Mehr sagte der Wind Gott nicht und neigte seinen Löwenkörper in eine tiefere Position, damit die Freunde auf seinen Rücken steigen konnten. Elements ließ sich das nicht zweimal sagen und kletterte in Windeseile über die Vorderbeine auf seinen Rücken. Auch die Master hatten sich an so einen Transport gewöhnt, doch Meliah und Grolt sahen einander verwirrt an. Das war wohl der größte Vertrauensbeweis des Gottes in die Menschen, wenn er sie auf seinem Rücken durch die Lüfte trug. Meliah versuchte besonders sanft zu sein, doch ob ein Gott fühlte, wagte sie erst später nach zu fragen. Sie hatten auch keine Sekunde länger, um darüber nachzudenken, denn als sich der gewaltige Körper in die Lüfte erhob, krallte sie sich erschrocken an Mike fest, welcher vor ihr saß und ein stilles Gebet an das Schicksal richtete. Endlich lief doch mal etwas nach Plan. Elements, welche ganz vorne saß, spürte eine gewisse Unsicherheit die wohl vom Wind Gott her stammte. Hatte er etwa das Gefühl, sie waren zu spät? Hatte er das Gefühl, sie könnten alle hier und heute versagen? Könnten eventuell alle Götter so denken?
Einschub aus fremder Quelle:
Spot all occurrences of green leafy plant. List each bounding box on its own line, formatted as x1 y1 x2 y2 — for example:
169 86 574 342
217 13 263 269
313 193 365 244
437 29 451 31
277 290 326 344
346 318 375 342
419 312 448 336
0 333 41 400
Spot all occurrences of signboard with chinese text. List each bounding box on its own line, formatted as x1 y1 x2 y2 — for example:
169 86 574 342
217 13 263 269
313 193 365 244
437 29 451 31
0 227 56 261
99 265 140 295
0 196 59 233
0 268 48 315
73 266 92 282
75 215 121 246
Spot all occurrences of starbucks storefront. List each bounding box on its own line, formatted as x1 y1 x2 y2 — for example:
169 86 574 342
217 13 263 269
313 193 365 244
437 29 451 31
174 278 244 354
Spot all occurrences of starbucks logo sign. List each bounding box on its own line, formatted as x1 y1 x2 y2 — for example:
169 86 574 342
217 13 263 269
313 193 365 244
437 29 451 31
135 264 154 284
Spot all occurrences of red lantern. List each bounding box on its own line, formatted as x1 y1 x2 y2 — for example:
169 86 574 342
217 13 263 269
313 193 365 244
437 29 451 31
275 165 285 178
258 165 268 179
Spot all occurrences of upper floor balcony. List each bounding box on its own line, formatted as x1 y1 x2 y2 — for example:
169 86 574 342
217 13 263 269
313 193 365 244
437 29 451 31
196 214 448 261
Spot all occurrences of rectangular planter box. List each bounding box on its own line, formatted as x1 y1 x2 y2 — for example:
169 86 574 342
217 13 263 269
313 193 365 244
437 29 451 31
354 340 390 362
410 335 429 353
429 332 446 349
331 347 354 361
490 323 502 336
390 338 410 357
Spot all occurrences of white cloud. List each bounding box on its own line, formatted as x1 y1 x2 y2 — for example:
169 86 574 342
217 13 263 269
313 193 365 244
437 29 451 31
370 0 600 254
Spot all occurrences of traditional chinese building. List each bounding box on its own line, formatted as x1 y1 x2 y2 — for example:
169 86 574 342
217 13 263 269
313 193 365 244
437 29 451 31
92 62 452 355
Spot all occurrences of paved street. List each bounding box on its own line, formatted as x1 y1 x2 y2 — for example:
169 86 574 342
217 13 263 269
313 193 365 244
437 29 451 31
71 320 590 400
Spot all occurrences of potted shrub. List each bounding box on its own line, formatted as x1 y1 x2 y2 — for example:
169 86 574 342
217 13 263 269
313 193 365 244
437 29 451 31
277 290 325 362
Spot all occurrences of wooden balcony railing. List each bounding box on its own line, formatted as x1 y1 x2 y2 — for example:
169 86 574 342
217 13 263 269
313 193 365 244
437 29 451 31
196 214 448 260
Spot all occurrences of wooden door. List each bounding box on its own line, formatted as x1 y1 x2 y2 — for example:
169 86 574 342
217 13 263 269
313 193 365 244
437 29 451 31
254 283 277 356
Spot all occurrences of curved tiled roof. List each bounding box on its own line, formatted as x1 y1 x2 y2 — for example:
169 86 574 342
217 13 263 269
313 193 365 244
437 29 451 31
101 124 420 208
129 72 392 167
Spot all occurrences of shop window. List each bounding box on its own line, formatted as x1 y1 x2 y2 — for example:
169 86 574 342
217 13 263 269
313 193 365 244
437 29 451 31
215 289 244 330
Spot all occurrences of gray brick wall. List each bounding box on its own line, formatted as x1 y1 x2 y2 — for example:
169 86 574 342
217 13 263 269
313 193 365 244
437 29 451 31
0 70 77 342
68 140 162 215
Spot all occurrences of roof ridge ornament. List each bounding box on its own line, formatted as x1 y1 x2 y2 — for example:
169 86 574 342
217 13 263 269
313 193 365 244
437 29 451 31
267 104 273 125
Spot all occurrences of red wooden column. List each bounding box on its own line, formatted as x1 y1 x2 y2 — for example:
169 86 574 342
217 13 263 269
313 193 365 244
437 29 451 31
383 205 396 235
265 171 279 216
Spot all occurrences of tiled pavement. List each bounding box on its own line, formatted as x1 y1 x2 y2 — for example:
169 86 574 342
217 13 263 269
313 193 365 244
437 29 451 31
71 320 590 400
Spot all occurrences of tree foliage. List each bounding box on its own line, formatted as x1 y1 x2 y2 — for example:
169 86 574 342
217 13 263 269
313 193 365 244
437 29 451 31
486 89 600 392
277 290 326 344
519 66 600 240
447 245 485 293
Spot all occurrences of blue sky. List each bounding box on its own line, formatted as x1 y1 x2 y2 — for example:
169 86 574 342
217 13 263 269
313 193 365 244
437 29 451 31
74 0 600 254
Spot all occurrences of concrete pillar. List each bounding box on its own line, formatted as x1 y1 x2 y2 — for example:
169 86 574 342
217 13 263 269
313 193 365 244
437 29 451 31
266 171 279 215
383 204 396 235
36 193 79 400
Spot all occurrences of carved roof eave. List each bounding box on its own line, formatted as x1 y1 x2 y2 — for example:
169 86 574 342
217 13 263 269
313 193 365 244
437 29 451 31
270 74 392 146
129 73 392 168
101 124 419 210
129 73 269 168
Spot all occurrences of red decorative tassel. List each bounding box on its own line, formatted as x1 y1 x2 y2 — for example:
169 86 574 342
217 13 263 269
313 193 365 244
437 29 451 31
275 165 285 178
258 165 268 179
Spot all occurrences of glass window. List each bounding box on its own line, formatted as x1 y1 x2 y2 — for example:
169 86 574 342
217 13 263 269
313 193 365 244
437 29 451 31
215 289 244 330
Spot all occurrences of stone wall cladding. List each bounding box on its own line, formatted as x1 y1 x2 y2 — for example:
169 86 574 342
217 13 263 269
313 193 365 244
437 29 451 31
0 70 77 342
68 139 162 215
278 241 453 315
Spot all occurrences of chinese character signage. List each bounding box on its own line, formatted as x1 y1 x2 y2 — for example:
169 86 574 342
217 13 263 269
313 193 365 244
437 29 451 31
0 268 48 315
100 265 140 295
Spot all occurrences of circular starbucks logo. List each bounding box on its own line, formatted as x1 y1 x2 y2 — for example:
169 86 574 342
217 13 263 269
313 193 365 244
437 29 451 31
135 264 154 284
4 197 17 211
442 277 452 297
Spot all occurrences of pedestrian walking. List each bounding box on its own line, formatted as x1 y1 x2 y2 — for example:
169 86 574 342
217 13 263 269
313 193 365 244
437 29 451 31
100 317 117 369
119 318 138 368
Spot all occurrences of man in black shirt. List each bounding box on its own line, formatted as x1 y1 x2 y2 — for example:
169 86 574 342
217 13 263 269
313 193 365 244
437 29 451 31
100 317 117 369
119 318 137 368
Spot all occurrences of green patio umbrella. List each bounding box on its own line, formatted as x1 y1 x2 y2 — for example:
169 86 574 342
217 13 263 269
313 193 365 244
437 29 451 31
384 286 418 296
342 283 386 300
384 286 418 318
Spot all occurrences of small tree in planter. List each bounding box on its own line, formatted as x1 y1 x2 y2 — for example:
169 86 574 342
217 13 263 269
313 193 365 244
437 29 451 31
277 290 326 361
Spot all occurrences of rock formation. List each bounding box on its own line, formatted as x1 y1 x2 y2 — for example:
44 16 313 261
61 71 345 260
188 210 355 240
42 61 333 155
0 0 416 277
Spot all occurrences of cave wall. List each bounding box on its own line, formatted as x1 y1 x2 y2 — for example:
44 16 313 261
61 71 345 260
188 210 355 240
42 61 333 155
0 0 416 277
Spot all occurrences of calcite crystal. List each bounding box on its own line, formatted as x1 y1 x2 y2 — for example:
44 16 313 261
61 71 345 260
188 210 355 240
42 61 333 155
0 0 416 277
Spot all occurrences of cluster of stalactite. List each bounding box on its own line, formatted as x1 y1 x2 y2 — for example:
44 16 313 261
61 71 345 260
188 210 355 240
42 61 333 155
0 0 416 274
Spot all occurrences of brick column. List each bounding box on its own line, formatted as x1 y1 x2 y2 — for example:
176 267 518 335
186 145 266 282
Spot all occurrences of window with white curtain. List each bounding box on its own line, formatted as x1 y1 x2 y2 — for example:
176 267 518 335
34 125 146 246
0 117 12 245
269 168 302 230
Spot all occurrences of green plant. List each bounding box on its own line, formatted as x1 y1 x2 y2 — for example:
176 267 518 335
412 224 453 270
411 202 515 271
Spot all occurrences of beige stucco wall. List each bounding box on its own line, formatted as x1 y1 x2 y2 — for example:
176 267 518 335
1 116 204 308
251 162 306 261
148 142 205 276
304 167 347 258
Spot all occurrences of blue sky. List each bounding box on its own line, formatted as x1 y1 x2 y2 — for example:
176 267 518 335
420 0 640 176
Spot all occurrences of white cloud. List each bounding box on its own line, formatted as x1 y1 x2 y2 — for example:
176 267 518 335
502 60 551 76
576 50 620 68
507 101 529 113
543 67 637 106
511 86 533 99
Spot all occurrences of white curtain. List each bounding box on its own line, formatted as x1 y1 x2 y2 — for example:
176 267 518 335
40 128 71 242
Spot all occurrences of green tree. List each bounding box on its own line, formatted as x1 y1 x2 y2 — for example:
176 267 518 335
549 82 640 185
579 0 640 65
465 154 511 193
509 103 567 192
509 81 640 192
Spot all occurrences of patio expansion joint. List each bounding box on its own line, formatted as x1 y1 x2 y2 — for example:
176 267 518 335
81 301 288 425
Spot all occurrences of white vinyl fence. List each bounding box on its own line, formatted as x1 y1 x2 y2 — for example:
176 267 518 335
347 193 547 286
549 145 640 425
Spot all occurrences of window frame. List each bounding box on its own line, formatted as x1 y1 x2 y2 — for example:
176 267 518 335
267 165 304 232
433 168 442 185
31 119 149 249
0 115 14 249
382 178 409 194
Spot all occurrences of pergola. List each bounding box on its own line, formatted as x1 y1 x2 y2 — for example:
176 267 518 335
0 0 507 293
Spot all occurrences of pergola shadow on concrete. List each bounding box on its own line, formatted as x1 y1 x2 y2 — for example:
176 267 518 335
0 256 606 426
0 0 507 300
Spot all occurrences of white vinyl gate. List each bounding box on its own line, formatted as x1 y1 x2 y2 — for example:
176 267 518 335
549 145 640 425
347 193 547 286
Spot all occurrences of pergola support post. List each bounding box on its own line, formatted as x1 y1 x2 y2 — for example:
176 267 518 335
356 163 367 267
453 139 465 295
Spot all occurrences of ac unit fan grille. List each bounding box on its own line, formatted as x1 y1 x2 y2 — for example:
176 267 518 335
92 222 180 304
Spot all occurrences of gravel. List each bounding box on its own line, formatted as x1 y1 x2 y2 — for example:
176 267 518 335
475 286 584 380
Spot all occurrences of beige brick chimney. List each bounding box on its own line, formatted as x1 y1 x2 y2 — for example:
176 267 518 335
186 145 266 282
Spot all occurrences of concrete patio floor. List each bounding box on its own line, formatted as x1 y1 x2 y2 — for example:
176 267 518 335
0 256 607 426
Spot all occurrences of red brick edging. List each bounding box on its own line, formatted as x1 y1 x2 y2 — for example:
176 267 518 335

Nein soweit durfte es nicht kommen. Sie hatten alle Register gezogen und waren alle hier um für eine friedliche Zukunft zu kämpfen. Es sah zwar nicht besonders gut aus, doch es war noch nicht vorbei. Im Gegenteil, noch hatten sie viele Chacen und nicht eine wollte sie ungenutzt lassen. Entschlossen blickte Elements nach vorne. Es war der gleiche feste Blick, als sie damals aus Kenjin geflohen sind und sich auf den Klippen zum Nordlichter Grenzland eingestehen mussten, eine Niederlage erlitten zu haben. Nein, es war noch nicht vorbei.

,,Trägst du auch die Verantwortung für all das, was geschehen könnte?“.

,,Ich trage die Verantwortung für all das, was geschehen könnte. Es ist noch nicht vorbei“.